Atcavage is a DPT (doctor of physical therapy) and holds Federation of State board designation as a neurological clinical specialist of physical therapy. She and her husband Stephen own Comprehensive Physical Therapy, and she primarily works in the Honesdale office, treating patients with vertigo, concussion, movement disorders and other neurological conditions.

Adding Rock Steady to her repertoire came courtesy of the pandemic. Early on, her father, who has Parkinson’s, lost access to his Rock Steady classes and suggested that she start teaching them.
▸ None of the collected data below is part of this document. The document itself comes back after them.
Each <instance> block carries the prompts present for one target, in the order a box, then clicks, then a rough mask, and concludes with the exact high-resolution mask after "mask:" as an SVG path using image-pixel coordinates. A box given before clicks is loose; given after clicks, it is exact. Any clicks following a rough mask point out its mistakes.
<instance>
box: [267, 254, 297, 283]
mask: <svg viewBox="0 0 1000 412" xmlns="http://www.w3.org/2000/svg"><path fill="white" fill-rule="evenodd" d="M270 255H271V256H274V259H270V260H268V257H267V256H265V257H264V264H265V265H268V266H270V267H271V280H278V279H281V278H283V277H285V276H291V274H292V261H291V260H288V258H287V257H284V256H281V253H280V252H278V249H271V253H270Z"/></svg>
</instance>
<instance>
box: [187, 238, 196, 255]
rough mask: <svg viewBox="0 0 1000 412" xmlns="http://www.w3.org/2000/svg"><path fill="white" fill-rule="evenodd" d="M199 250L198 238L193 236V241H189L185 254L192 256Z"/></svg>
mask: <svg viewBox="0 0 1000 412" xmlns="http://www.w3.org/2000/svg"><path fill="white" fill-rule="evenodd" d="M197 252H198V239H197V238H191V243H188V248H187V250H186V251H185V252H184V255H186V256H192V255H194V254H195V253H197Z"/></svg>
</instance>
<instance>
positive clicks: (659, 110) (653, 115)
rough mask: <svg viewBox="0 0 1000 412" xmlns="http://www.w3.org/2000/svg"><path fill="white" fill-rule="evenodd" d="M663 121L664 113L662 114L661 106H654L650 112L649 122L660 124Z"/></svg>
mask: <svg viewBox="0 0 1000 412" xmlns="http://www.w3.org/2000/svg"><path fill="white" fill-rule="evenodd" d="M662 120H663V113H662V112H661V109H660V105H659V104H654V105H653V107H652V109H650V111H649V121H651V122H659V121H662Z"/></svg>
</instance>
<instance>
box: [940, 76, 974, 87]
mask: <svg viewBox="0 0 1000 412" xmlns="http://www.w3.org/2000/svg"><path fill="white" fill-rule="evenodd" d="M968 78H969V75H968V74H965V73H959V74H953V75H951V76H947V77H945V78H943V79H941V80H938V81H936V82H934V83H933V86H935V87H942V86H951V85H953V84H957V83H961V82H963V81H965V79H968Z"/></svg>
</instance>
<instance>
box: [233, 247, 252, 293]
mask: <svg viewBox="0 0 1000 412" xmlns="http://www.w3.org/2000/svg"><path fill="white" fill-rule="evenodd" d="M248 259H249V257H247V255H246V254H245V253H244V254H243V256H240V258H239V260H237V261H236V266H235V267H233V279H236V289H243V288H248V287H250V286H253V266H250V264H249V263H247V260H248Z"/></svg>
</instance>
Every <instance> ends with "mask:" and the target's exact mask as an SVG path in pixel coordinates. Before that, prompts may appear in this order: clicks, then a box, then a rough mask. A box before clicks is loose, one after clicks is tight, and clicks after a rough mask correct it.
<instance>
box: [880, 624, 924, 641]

So she looked into it, and then jumped on board.

After getting certified, she started teaching Rock Steady, and COVID-19 hasn’t slowed her classes down, especially in 2021. There are four classes a week, at 9 a.m. and 2 p.m. on Tuesdays and Thursdays, with a few Saturday classes added in when there’s interest.

Atcavage said she has around a dozen regular participants; some attend once a week, some twice. They range in age from their 50s to their 80s; Parkinson’s Disease is the common denominator.

The program can be customized to the needs of the boxers, so they stay safe and are able to complete the class. Some stand for activities, some sit.

Classes cost less than $8 each; they aren’t billable to insurance, but she works with her clients and offers “scholarships.” “I don’t want anyone to not participate due to cost,” she said. Because of her father, “this program is really personal to me, and it is a way for me to give back.”